Transactions with related parties (excl. key management)
| € million | 2007 | 2006 |
|---|---|---|
| Services provided by the Group | ||
| Management and consultancy services | 25.3 | 30.1 |
| Sales of tourism services | 0.0 | 5.4 |
| Distribution services | 7.8 | 8.2 |
| Other services | 49.1 | – |
| Total | 82.2 | 43.7 |
| Services received by the Group | ||
| in the framework of lease, rental and leasing agreements | 26.6 | 30.6 |
| Purchase of hotel services | 69.9 | 119.2 |
| Incoming services | 123.9 | 160.7 |
| Distribution services | 0.0 | 4.2 |
| Container handling and terminal services | 59.1 | 43.4 |
| Other services | 11.0 | 12.0 |
| Total | 290.5 | 370.1 |
Transactions with related parties (excl. key management)
| € million | 2007 | 2006 |
|---|---|---|
| Services provided by the Group to | ||
| non-consolidated Group companies | 7.8 | 9.8 |
| joint ventures | 10.9 | 17.9 |
| associated companies | 50.4 | 3.6 |
| other shareholdings | – | – |
| natural persons | 13.1 | 12.4 |
| Total | 82.2 | 43.7 |
| Services received by the Group from | ||
| non-consolidated Group companies | 24.8 | 24.8 |
| joint ventures | 153.1 | 178.6 |
| associated companies | 83.3 | 102.2 |
| other shareholdings | 26.1 | 57.9 |
| natural persons | 3.2 | 6.6 |
| Total | 290.5 | 370.1 |
|
|
© TUI AG Geschäftsbericht 2007 |
Transactions with associated companies in which shareholdings were held and joint ventures were primarily effected in the tourism segment. They related in particular the tourism services of the incoming agencies and hotel companies used by the Group’s tour operators.

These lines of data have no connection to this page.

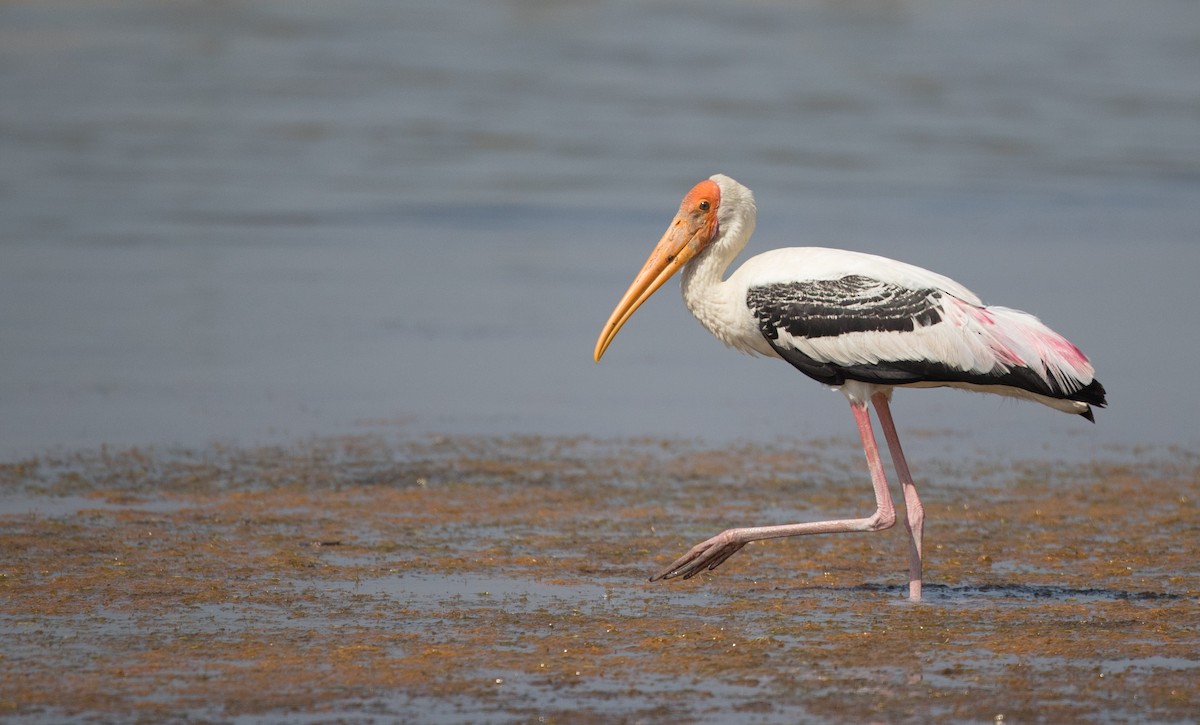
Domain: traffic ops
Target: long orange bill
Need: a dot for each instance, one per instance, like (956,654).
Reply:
(690,232)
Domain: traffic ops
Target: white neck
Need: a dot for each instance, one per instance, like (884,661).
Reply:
(703,287)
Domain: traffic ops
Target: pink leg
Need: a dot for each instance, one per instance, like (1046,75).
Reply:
(915,514)
(711,553)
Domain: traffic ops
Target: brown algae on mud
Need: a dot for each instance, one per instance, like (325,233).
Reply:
(459,580)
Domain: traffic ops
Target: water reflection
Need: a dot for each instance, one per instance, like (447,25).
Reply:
(257,221)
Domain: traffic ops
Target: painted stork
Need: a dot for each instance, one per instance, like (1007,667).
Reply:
(858,323)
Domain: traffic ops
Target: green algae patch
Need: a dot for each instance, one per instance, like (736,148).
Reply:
(459,580)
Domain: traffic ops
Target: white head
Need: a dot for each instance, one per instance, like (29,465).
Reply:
(717,213)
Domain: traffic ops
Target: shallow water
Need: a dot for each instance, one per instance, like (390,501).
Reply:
(249,222)
(504,581)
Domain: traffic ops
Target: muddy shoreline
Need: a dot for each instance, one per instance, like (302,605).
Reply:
(503,580)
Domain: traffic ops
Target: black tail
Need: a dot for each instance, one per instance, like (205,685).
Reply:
(1092,394)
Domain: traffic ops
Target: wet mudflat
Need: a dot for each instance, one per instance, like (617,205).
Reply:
(496,580)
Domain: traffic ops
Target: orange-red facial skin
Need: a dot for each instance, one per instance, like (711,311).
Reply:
(693,229)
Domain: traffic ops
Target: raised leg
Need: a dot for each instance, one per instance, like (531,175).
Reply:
(915,514)
(711,553)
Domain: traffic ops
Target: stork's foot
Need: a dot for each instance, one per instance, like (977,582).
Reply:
(707,555)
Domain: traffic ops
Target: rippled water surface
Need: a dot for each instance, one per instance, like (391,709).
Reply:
(253,221)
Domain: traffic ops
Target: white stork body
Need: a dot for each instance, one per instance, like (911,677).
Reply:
(861,323)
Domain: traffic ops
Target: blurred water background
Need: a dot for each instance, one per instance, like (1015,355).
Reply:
(257,221)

All transactions with related parties were executed on an arm’s length basis, based on international comparable uncontrolled price methods in accordance with IAS 24 as customary with third parties outside the Group.
Liabilities to related parties did not comprise any liabilities from finance leases, as
in 2006. Receivables and liabilities existing as at the balance sheet date were comprised in receivables from and liabilities to non-consolidated Group companies and associated companies.
The income and expenses resulting from equity investments and financing were carried under the financial result for all consolidated companies and presented in the segment report for the individual divisions, together with a separate presentation of the earnings of associated companies by divisions.
As at the balance sheet date, the associated company Riu Hotels S.A. held 5.1% of the shares in TUI AG. Ms Carmen Riu Güell and Mr Abel Matutes Juan were members of TUI’s Supervisory Board and indirectly held 5.1% or 2.4%, respectively, of the shares in TUI AG.
In accordance with IAS 24, key management functions within the Group, the Executive Board and the Supervisory Board, were related parties whose remuneration had to be listed separately.
| € million | 2007 | 2006 |
|---|---|---|
| Short-term employee benefits | 16.8 | 8.8 |
| Post-employment benefits | 0.5 | 2.0 |
| Other long-term employee benefits | 1.1 | 0.5 |
| Termination benefits | 0.9 | 5.3 |
| Share-based payment | 1.2 | – |
| Total | 20.5 | 16.6 |
|
|
© TUI AG Geschäftsbericht 2007 |
The benefits upon termination of the employment relationship were current pension costs recognised for active Board members in the respective financial year in the framework of the transfers to pension provisions. In accordance with the Corporate Governance Code, these expenses do not represent remuneration of the Executive Board. Termination benefits included an amount of € 0.1 million for the formation of a provision.